Je vous le dis comme je le pense, je suis totalement opposé à ce nouveau cadeau fiscal que vous voulez accorder à quelques chasseurs, encore une fois très minoritaires, et qui n’ont rien à voir avec le 1,3 million de chasseurs qui existent encore en France. À cet égard, je signale que le nombre global de chasseurs est en diminution. C’est là un fait ; on n’a pas à dire si cela est bien ou mal.

Pour en revenir à la question de ces terrains, on m’a communiqué des chiffres concernant leur valeur. Ils sont colossaux ! Des dizaines de milliers d’euros ! Il n’y a pas beaucoup de régions de France où le foncier non bâti a une valeur pareille. Par ailleurs, vous le savez tous, la taxation sur le foncier non bâti est très faible. Pourquoi donc veut-on l’exonérer ? Pour faire plaisir à des gens qui ont de grandes surfaces. Sinon, cela ne représente rien du tout !

C’est donc un cadeau de plus, dont le seul but est de faire plaisir à quelques personnes.

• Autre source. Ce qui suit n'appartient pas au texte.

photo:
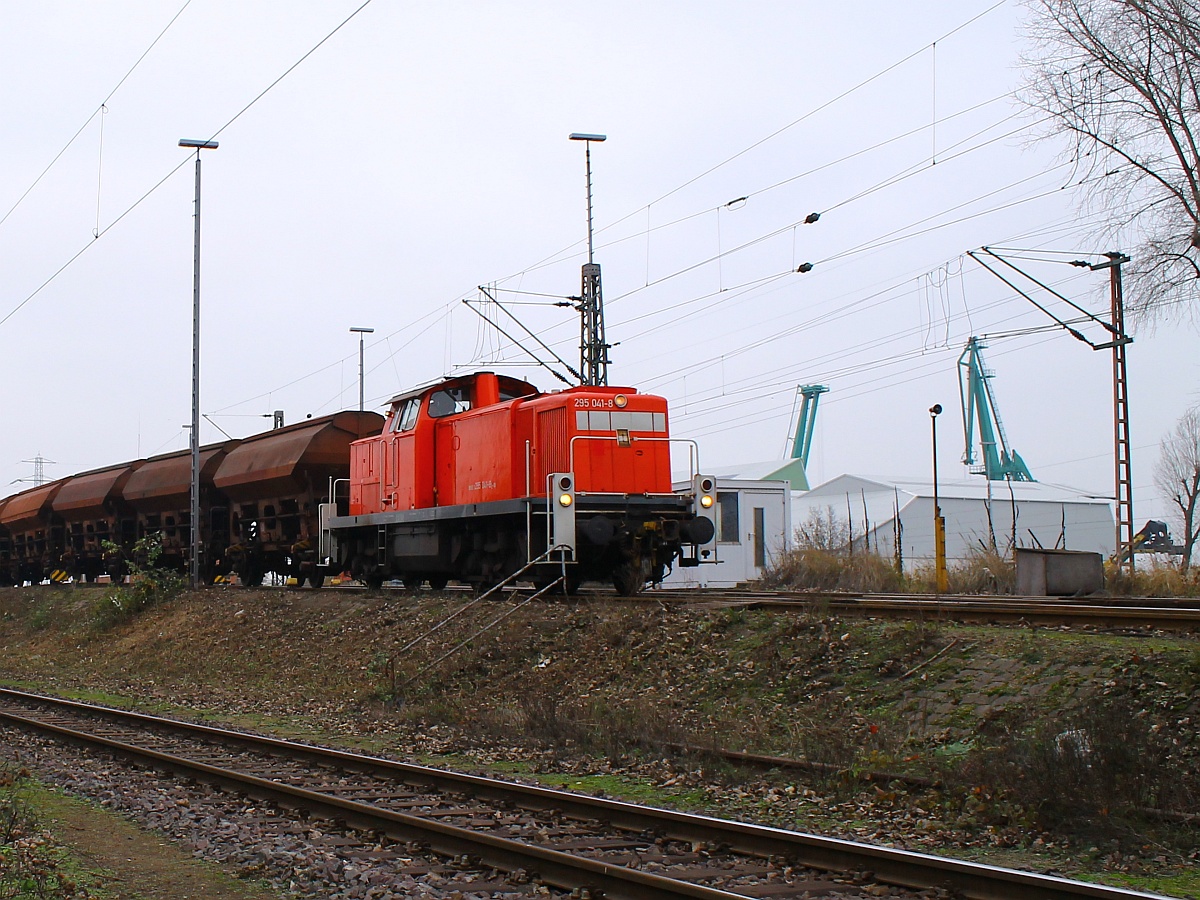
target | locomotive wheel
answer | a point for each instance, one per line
(629, 577)
(250, 575)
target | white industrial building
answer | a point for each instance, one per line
(1021, 514)
(754, 526)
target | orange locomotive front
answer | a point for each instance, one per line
(459, 485)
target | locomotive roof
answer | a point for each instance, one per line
(461, 379)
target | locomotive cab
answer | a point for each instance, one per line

Encore une fois, ce n’est pas l’objet de ce texte. C’est pourquoi, mes chers collègues, je vous demande d’adopter cette motion de rejet préalable. Si elle venait à être repoussée, nous continuerions le débat. Pour cela, nous présentons des amendements. Vous l’aurez compris, si le texte restait en l’état, avec ses nombreux articles qui posent problème, nous voterions contre.